L’enseignement, un droit
Malgré tous ces résultats et tous les efforts de la réforme, on compte un bon taux d’échec des élèves qui ne réussissent pas aux examens d’année scolaire. Les responsables du secteur n’incluent pas ces derniers dans la rubrique «déperdition», car, selon eux, la définition de la déperdition, qui est un problème mondial, se résume au résultat de la combinaison de deux facteurs.
Il s’agit de l’abandon prématuré qui se produit lorsqu’un élève interrompt ses études avant de terminer la dernière année d’études primaires ou de base et le redoublement qui fait qu’un élève reste dans la même classe deux, trois et parfois quatre ans de suite, pour n’avoir pas atteint le niveau de maîtrise exigé des contenus, connaissances et activités du programme d’études ou pour d’autres raisons.
Sur un autre plan le ministère de la tutelle pénalise les parents qui n'envoient pas leurs enfants à l'école et qui viennent renforcer le taux de déperditions scolaires. Suite à une directive ministérielle, les services administratifs des institutions pédagogiques ont entamé une vaste opération de recensement des enfants en âge d’être scolarisés et qui ne le sont pas.
Comparant les listes en leur possession avec celle envoyée par l’état civil de leur commune, ils recensent un à un les enfants qui ont regagné l’école, pour faire ressortir les autres et, éventuellement, convoquer leurs parents. La loi impose des amendes pouvant atteindre 5 millions de centimes aux parents qui ne respectent pas la durée obligatoire de l'enseignement de 9 ans pour leurs enfants âgés de 6 à 16 ans. Cette loi interdit également le renvoi pour un an de tout élève âgé de moins de 16 ans.
Ces amendes, que le ministère a annoncées dans un communiqué de presse daté du 10 janvier 2010, visent à maintenir les enfants algériens à l’école jusqu’à l’âge de 16 ans, de la première année primaire à la 4e année moyenne, soit durant tout le cycle de l’enseignement obligatoire. Il faut noter que le taux d'inscription varie selon les régions du pays.

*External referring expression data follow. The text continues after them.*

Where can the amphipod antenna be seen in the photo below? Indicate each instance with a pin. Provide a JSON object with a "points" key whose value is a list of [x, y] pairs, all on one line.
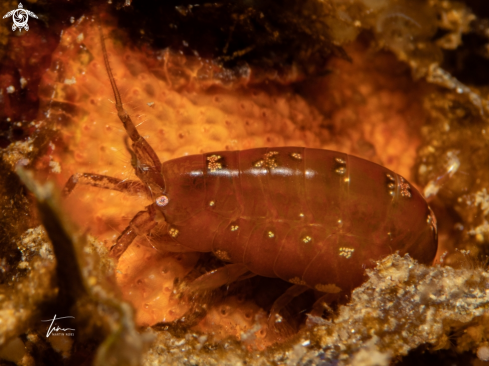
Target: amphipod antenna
{"points": [[148, 165]]}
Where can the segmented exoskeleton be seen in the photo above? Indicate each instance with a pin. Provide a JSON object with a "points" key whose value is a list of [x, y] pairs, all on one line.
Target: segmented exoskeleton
{"points": [[312, 217]]}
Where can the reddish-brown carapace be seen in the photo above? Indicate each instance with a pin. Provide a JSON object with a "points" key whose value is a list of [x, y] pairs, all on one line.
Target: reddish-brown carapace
{"points": [[315, 218]]}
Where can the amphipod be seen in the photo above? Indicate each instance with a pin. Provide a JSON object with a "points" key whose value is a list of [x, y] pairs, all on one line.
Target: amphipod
{"points": [[315, 218]]}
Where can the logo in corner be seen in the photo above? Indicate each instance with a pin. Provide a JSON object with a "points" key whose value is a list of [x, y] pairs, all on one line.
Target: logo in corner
{"points": [[20, 17], [58, 331]]}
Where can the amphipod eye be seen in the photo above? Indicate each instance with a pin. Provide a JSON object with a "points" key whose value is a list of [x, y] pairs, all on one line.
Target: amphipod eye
{"points": [[162, 201]]}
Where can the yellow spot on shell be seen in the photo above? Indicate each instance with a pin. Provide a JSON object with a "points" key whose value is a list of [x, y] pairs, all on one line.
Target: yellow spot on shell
{"points": [[330, 288], [306, 239], [213, 165]]}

Les conditions sociales et de vie dans de nombreuses régions, où les écoles sont parfois éloignées et les moyens de transport peu développés, empêchent de nombreux parents de satisfaire aux besoins d'éducation de leurs enfants. Ce sont les filles qui en sont les premières victimes. Nombre d'entre elles, malgré d'excellents résultats, quittent l'école parce que l'éducation des filles ne fait pas partie des coutumes locales.
A ce titre Mme Barki, présidente de l’association Iqraa, souligne que le taux de scolarisation des garçons est estimé à 99 %, tandis que celui des filles tombe à 97 %.